Monday, October 8, 2012

The Two Headed Adam and Christian Theology

At the core of Christian theology is the fall of Adam at Paradise.  There are two principle interpretations of this 'event' - the Orthodox understanding in the East and the Catholic tradition in the West.  The Eastern interpretation is rooted in the writings of Irenaeus.  Irenaeus argued that Adam was not perfect in the beginning.  God established Adam as imperfect, intending him to grow into divine life before he was deflected by sin disrupting God's purposes.  The Roman tradition seems to be rooted in the mystical asceticism of Alexandria.  Here Adam was perfect in the beginning but after the fall his 'sin' was passed on to his descendants.  This understanding is rejected by the Orthodox tradition which acknowledges the tendency to sin derives to a great degree on the fallen condition of the world in general.  

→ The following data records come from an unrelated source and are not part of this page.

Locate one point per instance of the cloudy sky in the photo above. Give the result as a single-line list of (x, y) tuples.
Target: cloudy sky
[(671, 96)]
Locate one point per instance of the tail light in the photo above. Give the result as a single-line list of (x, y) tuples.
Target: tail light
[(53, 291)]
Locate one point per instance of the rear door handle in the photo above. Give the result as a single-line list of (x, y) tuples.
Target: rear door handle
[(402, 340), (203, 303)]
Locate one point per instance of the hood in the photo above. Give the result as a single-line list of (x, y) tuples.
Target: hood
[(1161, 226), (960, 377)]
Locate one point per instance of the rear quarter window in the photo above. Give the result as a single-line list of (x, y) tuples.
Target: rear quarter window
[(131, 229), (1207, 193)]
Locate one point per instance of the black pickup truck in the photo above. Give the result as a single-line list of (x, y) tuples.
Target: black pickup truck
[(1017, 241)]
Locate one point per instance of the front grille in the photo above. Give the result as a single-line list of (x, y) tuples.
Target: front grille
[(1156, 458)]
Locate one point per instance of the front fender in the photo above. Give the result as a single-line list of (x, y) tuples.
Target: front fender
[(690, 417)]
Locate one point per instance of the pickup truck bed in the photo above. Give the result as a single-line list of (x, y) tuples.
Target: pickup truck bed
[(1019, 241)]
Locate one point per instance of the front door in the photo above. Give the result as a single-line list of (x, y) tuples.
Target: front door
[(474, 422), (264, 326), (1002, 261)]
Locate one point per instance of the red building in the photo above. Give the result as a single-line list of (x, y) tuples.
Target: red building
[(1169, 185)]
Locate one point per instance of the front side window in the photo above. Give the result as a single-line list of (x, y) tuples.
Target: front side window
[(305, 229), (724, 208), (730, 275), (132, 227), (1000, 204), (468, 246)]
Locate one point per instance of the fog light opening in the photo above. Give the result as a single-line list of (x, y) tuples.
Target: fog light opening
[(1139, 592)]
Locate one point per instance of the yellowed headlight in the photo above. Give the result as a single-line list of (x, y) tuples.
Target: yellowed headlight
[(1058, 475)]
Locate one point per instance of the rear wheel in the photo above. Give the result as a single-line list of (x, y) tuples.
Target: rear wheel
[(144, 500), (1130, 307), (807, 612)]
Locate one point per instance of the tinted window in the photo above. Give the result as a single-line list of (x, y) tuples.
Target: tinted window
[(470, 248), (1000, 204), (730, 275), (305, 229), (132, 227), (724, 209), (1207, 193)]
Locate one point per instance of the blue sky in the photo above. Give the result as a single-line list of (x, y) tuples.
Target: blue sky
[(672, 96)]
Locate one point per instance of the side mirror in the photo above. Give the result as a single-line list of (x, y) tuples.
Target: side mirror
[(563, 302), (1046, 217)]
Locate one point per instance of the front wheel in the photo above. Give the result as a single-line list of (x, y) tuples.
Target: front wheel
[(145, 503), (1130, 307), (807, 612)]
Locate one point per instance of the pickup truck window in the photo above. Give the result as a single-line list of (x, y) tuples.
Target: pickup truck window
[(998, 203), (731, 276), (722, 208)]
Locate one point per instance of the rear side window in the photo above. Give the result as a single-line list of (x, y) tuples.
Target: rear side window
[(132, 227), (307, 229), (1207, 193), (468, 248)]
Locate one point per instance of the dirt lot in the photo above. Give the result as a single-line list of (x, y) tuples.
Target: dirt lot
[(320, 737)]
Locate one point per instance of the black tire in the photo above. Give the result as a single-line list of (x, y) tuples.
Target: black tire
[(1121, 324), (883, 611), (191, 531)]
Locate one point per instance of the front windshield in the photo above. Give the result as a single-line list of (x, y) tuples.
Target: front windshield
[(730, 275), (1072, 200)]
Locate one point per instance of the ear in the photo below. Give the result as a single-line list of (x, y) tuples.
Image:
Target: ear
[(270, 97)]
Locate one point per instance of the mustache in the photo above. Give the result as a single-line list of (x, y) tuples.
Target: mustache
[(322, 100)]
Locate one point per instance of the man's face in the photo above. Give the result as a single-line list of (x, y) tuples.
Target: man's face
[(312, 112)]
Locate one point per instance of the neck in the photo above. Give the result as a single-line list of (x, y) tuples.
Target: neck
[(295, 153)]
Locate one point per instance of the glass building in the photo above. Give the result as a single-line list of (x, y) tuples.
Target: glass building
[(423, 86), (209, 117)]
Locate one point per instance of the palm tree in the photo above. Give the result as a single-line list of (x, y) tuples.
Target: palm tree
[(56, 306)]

What I am trying to do is to connect the shared Jewish/Empedoclean notion (from Aristophanes's speech in the Symposium) of a two headed primal man with the early Christian interest in salvation from divinely inspired intimacy.  I can't help but see that the 'solution' presented by tradition (heterosexual) marriage was seen as an 'inferior creation' developed in imitation of the true union of angels.  To this end the angelic union resembles the symbol of the two-headed Adam - "two souls in one body."  I just have to find the reference that effectively spells out the original understanding of Secret Mark.